Uncle is “Sam Chon”.
Thanks
Hello Maangchi,
A Korean A Juk Ssi(uncle) gave me a big block of frozen ’squid’ which he fished. He said it was squid, but I believe it was octopus, since the legs are so thick (~3 cm).
Anyway, he instructed me to cook it with ramen noodles… I was … huh??? !!! ???
So today, I cooked it in a traditional chinese way but add a touch of Korean fusion into it.
Stir fried ‘Squid/octopus’ legs in Chinese Garlic Black bean sauce with Korean twist
Ginger, Garlic, Lee Kum Kee Brand Garlic Bean Paste, Go Chu Jang, Onion, Green chili pepper, Green Onion, a LOT of sesame oil, sesame seed
http://hk.myblog.yahoo.com/jw!fRcxarKTFxY5k6QGsJ605Q–/
Hi,Sandy,
Your squid dish looks so delicious! I’m very glad to see your well-made squid dish! And also your kimchi! omg, you are not going to buy a jar of kimchi anymore.

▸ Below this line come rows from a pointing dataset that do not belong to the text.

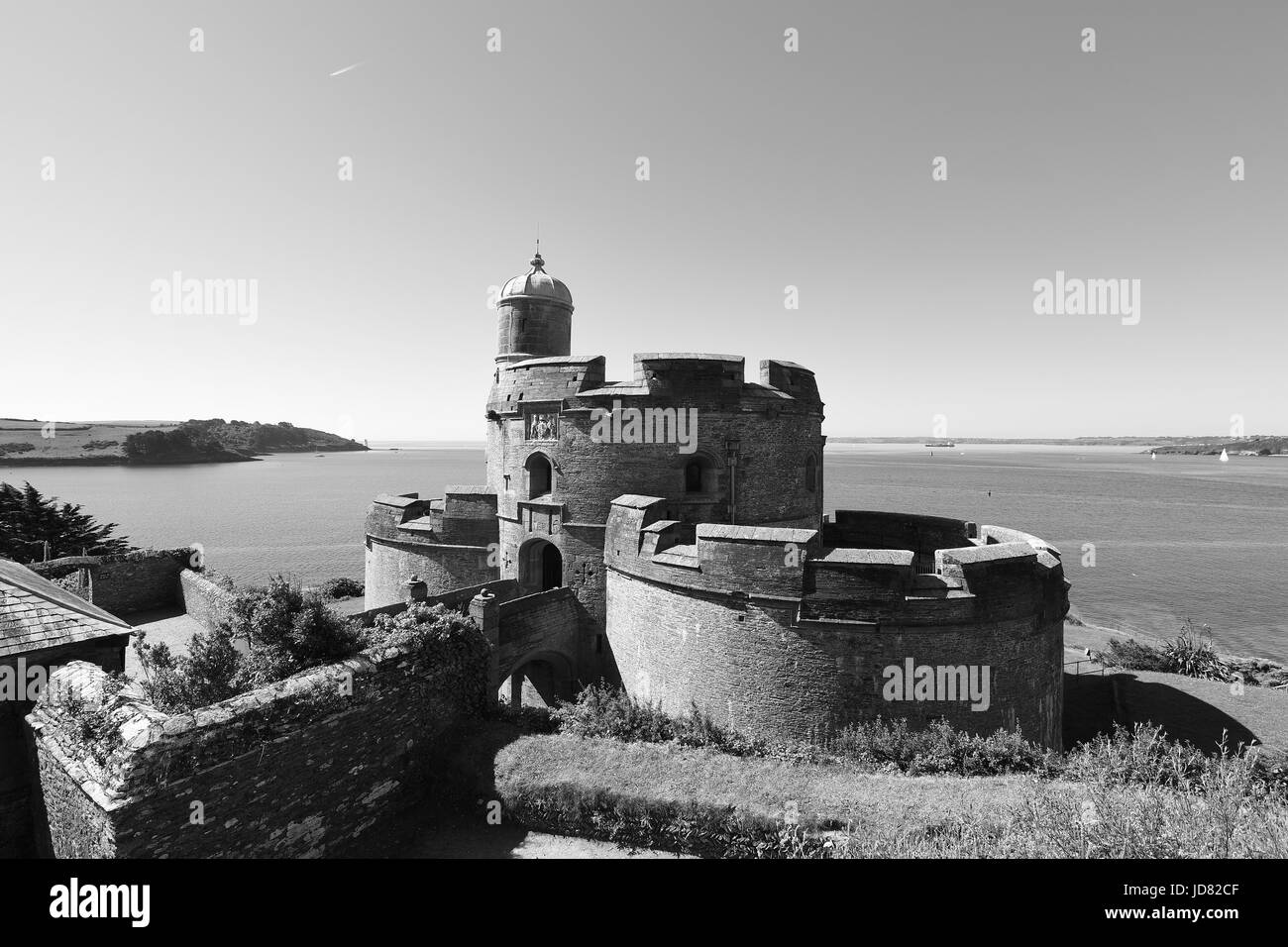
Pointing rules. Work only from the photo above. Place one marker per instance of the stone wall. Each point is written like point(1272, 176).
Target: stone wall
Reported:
point(299, 768)
point(205, 600)
point(797, 646)
point(391, 564)
point(16, 766)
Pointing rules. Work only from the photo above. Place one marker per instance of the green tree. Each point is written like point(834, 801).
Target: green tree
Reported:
point(29, 519)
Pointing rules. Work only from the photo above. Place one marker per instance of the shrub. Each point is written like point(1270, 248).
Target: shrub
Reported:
point(606, 711)
point(1189, 654)
point(1192, 654)
point(939, 749)
point(89, 722)
point(342, 587)
point(1132, 656)
point(211, 672)
point(284, 630)
point(290, 630)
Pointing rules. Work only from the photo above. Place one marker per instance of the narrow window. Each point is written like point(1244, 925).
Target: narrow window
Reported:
point(694, 476)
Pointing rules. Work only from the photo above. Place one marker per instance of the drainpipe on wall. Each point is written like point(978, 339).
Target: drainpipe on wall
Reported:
point(732, 451)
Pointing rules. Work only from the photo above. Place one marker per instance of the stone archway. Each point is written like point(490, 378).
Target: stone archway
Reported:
point(540, 566)
point(541, 681)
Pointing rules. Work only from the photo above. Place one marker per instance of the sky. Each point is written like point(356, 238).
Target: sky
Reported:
point(767, 169)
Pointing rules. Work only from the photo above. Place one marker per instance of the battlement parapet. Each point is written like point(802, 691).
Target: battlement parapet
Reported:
point(790, 377)
point(870, 583)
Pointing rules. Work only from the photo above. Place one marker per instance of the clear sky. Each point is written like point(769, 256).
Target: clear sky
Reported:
point(768, 169)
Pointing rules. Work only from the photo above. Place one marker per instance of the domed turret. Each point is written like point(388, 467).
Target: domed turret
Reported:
point(535, 316)
point(537, 283)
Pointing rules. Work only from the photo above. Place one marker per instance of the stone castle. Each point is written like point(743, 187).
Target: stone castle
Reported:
point(668, 532)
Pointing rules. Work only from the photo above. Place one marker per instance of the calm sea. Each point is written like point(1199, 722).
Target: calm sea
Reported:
point(1172, 538)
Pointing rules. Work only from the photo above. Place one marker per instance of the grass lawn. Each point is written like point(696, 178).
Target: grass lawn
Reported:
point(1188, 709)
point(758, 788)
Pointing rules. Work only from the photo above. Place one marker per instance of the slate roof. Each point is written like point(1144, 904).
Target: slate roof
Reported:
point(37, 615)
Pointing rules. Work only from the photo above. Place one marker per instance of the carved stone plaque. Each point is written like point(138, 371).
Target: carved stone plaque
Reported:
point(542, 427)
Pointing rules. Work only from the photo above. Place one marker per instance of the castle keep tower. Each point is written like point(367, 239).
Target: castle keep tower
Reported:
point(668, 532)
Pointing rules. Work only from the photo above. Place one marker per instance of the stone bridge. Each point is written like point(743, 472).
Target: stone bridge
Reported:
point(533, 641)
point(533, 637)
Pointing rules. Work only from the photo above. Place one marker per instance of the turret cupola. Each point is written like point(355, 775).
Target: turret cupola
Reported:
point(535, 316)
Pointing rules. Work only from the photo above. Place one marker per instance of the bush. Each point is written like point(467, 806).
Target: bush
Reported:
point(290, 630)
point(89, 722)
point(606, 711)
point(939, 749)
point(342, 587)
point(1131, 656)
point(1189, 654)
point(284, 630)
point(211, 672)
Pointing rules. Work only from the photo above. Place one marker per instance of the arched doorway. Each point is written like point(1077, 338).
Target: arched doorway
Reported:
point(540, 566)
point(541, 681)
point(539, 475)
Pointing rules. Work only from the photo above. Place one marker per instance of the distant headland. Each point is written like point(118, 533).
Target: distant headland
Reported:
point(33, 442)
point(1262, 445)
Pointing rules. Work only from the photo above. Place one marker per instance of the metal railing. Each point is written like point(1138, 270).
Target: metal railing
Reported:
point(1077, 667)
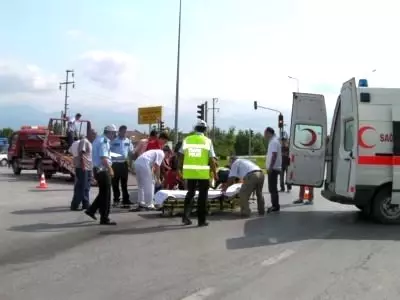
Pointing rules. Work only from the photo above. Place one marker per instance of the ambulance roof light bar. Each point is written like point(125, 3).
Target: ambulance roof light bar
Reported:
point(363, 83)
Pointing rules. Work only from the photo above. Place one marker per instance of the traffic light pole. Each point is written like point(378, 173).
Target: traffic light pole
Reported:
point(250, 138)
point(256, 106)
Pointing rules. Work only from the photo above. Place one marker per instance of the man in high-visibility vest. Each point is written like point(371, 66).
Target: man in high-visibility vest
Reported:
point(198, 158)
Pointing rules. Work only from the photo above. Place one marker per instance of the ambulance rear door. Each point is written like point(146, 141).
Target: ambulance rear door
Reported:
point(308, 132)
point(348, 150)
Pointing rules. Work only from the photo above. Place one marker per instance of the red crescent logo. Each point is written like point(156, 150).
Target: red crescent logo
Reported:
point(313, 138)
point(361, 133)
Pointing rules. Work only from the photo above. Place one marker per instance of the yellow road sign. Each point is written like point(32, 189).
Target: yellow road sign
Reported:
point(149, 115)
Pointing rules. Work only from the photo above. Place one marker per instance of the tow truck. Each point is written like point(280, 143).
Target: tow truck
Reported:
point(55, 148)
point(44, 148)
point(26, 150)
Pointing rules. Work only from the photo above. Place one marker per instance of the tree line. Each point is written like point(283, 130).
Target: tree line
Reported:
point(232, 141)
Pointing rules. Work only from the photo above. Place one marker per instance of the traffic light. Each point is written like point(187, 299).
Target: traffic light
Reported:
point(200, 112)
point(280, 121)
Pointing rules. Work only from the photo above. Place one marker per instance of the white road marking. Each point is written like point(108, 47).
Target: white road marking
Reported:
point(275, 259)
point(200, 295)
point(273, 240)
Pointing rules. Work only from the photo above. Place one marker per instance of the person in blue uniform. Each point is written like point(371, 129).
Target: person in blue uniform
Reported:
point(123, 146)
point(103, 172)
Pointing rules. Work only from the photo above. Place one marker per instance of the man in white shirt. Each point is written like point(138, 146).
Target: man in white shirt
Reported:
point(274, 166)
point(71, 128)
point(147, 167)
point(253, 181)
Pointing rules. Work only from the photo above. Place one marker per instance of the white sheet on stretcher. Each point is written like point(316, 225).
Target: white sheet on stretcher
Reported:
point(163, 195)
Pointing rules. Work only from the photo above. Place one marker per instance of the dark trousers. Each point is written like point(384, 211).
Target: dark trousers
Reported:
point(121, 173)
point(203, 186)
point(273, 187)
point(70, 138)
point(283, 174)
point(83, 179)
point(103, 200)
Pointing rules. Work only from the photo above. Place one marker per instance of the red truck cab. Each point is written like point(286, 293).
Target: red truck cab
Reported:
point(26, 148)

I also found some pictures of fruit that you posted. Actually a good quality of dragon fruit is very delicious. I did not like durian when i tasted for the first time in Indonesia. It smelled like garlic. But now I think I like it now. : ) A few months ago, I had frozen durian here and it was like ice cream.
I hope many people visit your blog to see the picture of your squid dish.
Thanks
This is the fourth recipe I’ve tried from your site and each one has turned out wonderfully and more authentic than anything I’ve gotten out of a cookbook. I’ve posted pics on http://sprater.livejournal.com/7529.htmlI love coming back again and again to your site to learn all the new recipes.
Thank you so much for all the time and effort you put into your videos.
yeah, that’s a very quick dish if you prepare all ingredients beforehand. You must be interested in korean cooking,too. : )
Hey, thanks. So it’s kind of fast, actually! I was never sure how long, because of the squid’s texture. Today Bulgogi & Bujingae is on the menue. I’ll try my best :O)
Hi,Andreas,
You are my first commenter in this blog. Welcome and thanks!
It will take about 10 minutes for you to cook this squid dish after you prepare all the materials.
Anyoung!
Hi Maangchi. What a great blog you have. My question: How long do you finally cook the squid? Thanks & Anyong!